Obama to sign order requiring biz to pay more overtime
03/14/2014 5:33 AM
03/14/2014 5:33 AM
President Obama signed an executive order that will require some businesses to pay more overtime to workers who have been exempt in the past.
The order restricts companies from classifying certain employees as “executive, administrative or professional” to avoid paying them overtime.
At a White House event, Obama said an exception to overtime rules that was originally meant for high-paid, white-collar employees now covers workers earning as little as $23,660 a year.
“If your salary is even a dollar above the current threshold, you may not be guaranteed overtime,” Obama said. “It doesn't matter if what you do is mostly physical work like stocking shelves, it doesn't matter if you’re working 50 or 60 or 70 hours a week -- your employer doesn't have to pay you a single extra dime. And I think that’s wrong.”
He said the rule makes it possible for salaried workers to be paid less than the minimum wage.
“If you’re working hard, you’re barely making ends meet, you should be paid overtime,” Obama said. “Because working Americans have struggled through stagnant wages for too long.”
Obama said the White House will consult with workers and businesses as it updates overtime rules and will work to simplify the system for employers and employees alike.
“With any kind of change like this, not everybody is going to be happy, but Americans have spent too long working more and getting less in return,” he said.
Unions hailed the move, with Mary Kay Henry, president of the Service Employees International Union calling a “step in the right direction for workers who deserve a raise.
“By making more people eligible for overtime pay, both workers and our economy will benefit,” she said. “When workers have more money to spend in their local communities, everybody wins.”
The White House says the order directs the Secretary of Labor to begin addressing overtime pay protections “to help make sure millions of workers are paid a fair wage for a hard day's work and rules are simplified for employers and workers alike.”
The administration says that overtime rules that establish a 40-hour workweek have eroded over the years, leaving “millions of salaried workers” without overtime.
It says that a convenience store manager, a fast food shift supervisor or an office worker may be expected to work 50 or 60 hours a week or more without making overtime pay.
Oertime and minimum wage rules are set in the Fair Labor Standards Act, originally passed by Congress in 1938, and apply broadly to private-sector workers.
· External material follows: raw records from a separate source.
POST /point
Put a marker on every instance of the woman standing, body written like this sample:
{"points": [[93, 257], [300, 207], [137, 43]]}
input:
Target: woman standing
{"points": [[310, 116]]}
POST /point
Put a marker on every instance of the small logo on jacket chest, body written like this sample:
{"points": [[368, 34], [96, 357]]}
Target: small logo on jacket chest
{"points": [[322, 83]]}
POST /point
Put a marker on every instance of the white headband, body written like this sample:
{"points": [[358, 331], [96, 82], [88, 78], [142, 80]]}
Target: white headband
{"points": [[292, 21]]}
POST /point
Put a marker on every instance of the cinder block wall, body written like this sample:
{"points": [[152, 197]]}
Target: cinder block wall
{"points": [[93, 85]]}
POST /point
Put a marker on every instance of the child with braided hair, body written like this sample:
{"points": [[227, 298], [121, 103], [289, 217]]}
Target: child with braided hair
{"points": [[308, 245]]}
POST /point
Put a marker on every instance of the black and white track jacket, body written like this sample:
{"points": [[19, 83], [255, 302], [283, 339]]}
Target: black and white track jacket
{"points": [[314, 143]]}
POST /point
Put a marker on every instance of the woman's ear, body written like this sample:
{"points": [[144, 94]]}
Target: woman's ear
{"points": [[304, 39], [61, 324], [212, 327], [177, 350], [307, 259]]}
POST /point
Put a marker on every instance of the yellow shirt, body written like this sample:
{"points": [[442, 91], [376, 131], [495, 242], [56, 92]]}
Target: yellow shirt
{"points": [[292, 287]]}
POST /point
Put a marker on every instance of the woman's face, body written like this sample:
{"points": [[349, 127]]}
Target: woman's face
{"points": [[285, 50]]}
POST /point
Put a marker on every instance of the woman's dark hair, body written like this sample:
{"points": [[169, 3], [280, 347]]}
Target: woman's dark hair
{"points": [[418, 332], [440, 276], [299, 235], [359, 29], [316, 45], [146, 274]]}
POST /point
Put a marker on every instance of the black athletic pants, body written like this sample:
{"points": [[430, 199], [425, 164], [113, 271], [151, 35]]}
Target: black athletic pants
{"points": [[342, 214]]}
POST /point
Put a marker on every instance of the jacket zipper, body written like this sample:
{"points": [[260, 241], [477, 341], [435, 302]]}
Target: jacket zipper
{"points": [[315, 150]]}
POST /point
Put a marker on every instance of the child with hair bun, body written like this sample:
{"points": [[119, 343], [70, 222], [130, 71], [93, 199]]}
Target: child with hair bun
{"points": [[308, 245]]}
But the White House says there are exceptions to the rules, which the labor department has the authority to define. One of the most commonly used exemptions is for “executive, administrative and professional” employees, the so-called “white collar” exemption, the White House says.
Workers who are paid hourly wages or who earn below a certain salary are generally protected by overtime regulations, while those above the threshold who perform executive, professional or administrative duties are not. The threshold has failed to keep up with inflation, the White House said, only being updated twice in the last 40 years.
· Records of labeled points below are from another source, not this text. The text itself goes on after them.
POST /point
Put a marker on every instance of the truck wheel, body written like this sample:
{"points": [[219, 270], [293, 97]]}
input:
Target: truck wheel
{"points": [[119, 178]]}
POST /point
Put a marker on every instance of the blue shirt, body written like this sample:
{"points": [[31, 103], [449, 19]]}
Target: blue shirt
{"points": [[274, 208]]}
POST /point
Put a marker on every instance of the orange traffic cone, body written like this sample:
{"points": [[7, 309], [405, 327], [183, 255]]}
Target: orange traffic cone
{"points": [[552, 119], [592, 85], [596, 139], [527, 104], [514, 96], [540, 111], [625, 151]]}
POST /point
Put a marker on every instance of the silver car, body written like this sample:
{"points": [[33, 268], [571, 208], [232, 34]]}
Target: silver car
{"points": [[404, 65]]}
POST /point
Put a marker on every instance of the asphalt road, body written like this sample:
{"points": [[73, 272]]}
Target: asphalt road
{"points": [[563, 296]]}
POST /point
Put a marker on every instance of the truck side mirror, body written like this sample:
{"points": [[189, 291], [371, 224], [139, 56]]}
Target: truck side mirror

In 1975 the Department of Labor set the threshold below which white collar workers were entitled to overtime pay at $250 per week. it was raised in 2004 to $455 per week (the equivalent of $561 in today's dollars). That’s below today’s poverty line for a worker supporting a family of four.
The White House estimates that 12 percent of salaried workers fall below the threshold that would guarantee them overtime and minimum wage protections (compared with 18 percent in 2004 and 65 percent in 1975).
The presidential order instructs the labor secretary to update regulations regarding who qualifies for overtime protection. And he’s to consider how the regulations could be revised to address the changing nature of the American workplace and simplify overtime rules to make them easier for workers and businesses to understand.